To address these limitations, future research could proceed in the following directions:

Data Balancing: Before modeling, techniques such as oversampling the minority class samples (e.g., cases involving rain/snow or poor road conditions) or undersampling the majority class samples can be applied to balance the class distribution.

Case Weighting: A weighting mechanism can be introduced into the clustering algorithm. Weights can be assigned to samples based on the rarity of their features. For instance, an accident case that occurred in “rainy conditions with potholes” would receive a much higher weight than a case from “clear weather on a good road surface.” This approach would increase the algorithm’s sensitivity to rare but critical events, thereby enabling the discovery of more challenging hazard scenarios that are currently obscured.

Integration of Human Factors Data: Future work should aim to integrate official accident databases with data from Naturalistic Driving Studies (NDS) or driving simulators. This would enable a more comprehensive understanding of the dynamic interactions within the ‘human-vehicle-environment’ system during an accident.

These will be key priorities for our subsequent work. These limitations collectively indicate that future research should integrate more diverse, balanced data that includes crucial human factors to construct a more generalizable test scenario repository.

5.6. Layered Scenario Definition and Future Work

To prevent low-frequency but high-risk scenarios (such as precipitation, low visibility, and road damage) from being diluted by high-frequency background conditions, a layered scenario definition can be employed: A baseline scenario is first formed at the structural layer (road type, intersection configuration, number of lanes, and turning pattern). This is then refined by overlaying the traffic layer (traffic flow, priority relationships), the environmental layer (precipitation, visibility, and road conditions), and the behavioral layer (driver attention and fatigue). The modeling phase combines stratified sampling with sample/feature weighting to ensure that the key, rare conditions at each layer are sufficiently represented in the cluster or scenario library, thus covering both “normal” and “undesirable” scenarios.

6. Conclusions

This study investigated the key factors affecting occupant injury severity in two-vehicle collisions using CIDAS accident data. The analysis revealed that the type of striking vehicle and the collision speed of the host vehicle were the most influential factors contributing to injury outcomes. Environmental variables, such as lighting conditions and precipitation, also played a non-negligible role.

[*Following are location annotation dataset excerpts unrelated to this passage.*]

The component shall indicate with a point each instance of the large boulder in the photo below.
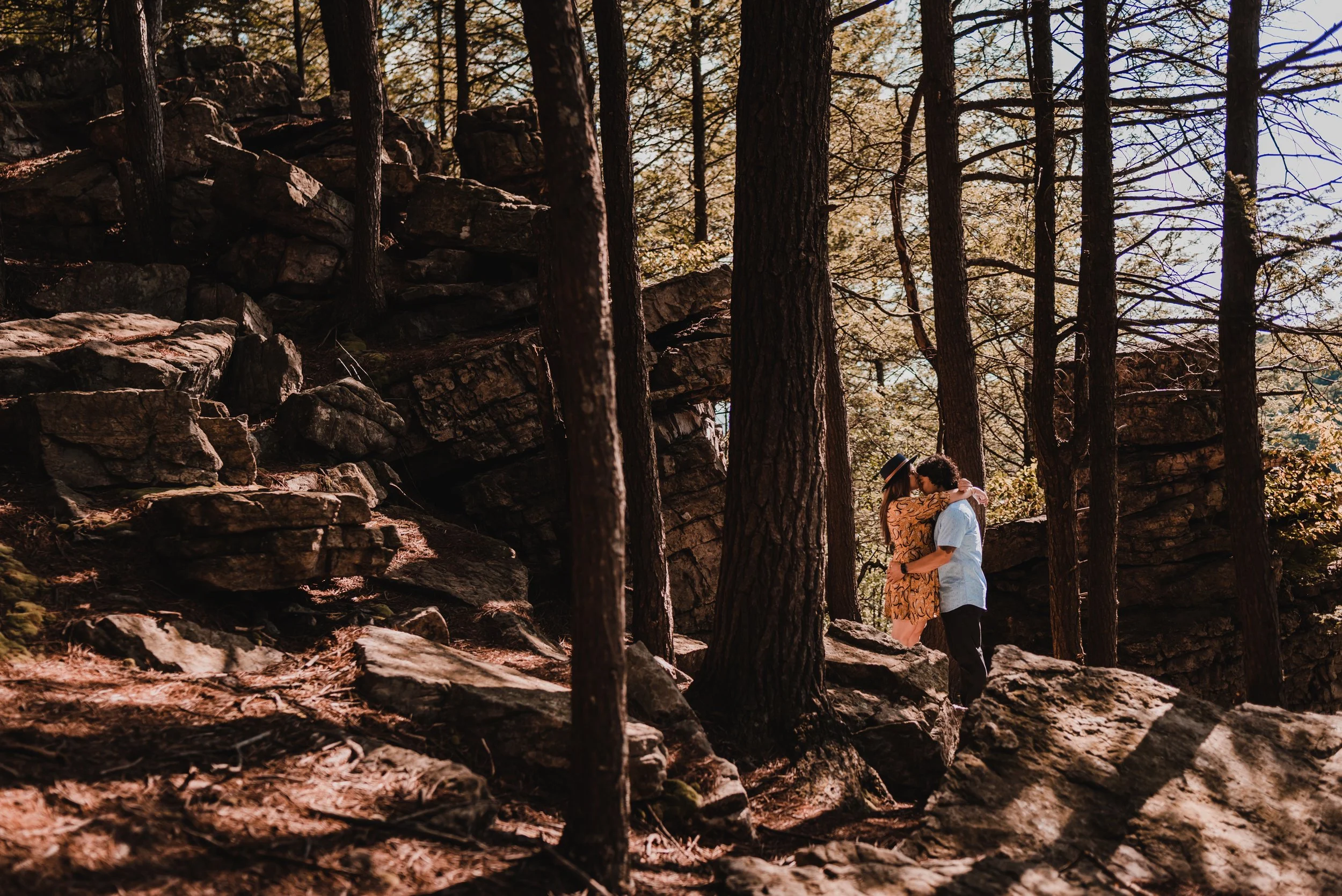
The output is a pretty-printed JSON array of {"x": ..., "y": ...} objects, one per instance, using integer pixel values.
[
  {"x": 178, "y": 646},
  {"x": 454, "y": 561},
  {"x": 154, "y": 289},
  {"x": 186, "y": 127},
  {"x": 262, "y": 375},
  {"x": 686, "y": 300},
  {"x": 270, "y": 540},
  {"x": 525, "y": 720},
  {"x": 344, "y": 419},
  {"x": 481, "y": 403},
  {"x": 501, "y": 147},
  {"x": 465, "y": 214},
  {"x": 28, "y": 345},
  {"x": 1074, "y": 780},
  {"x": 122, "y": 438},
  {"x": 724, "y": 806},
  {"x": 272, "y": 191}
]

Through factor analysis and clustering, five representative accident scenarios were identified, each reflecting a unique combination of roadway and environmental features. These scenarios offer valuable references for the development of automated driving test protocols and safety evaluation frameworks.

While this research provides useful insights, its focus on two-vehicle accidents suggests that future work should consider multi-vehicle crashes, vulnerable road users, and driver behavior data to improve model generalizability and practical applicability.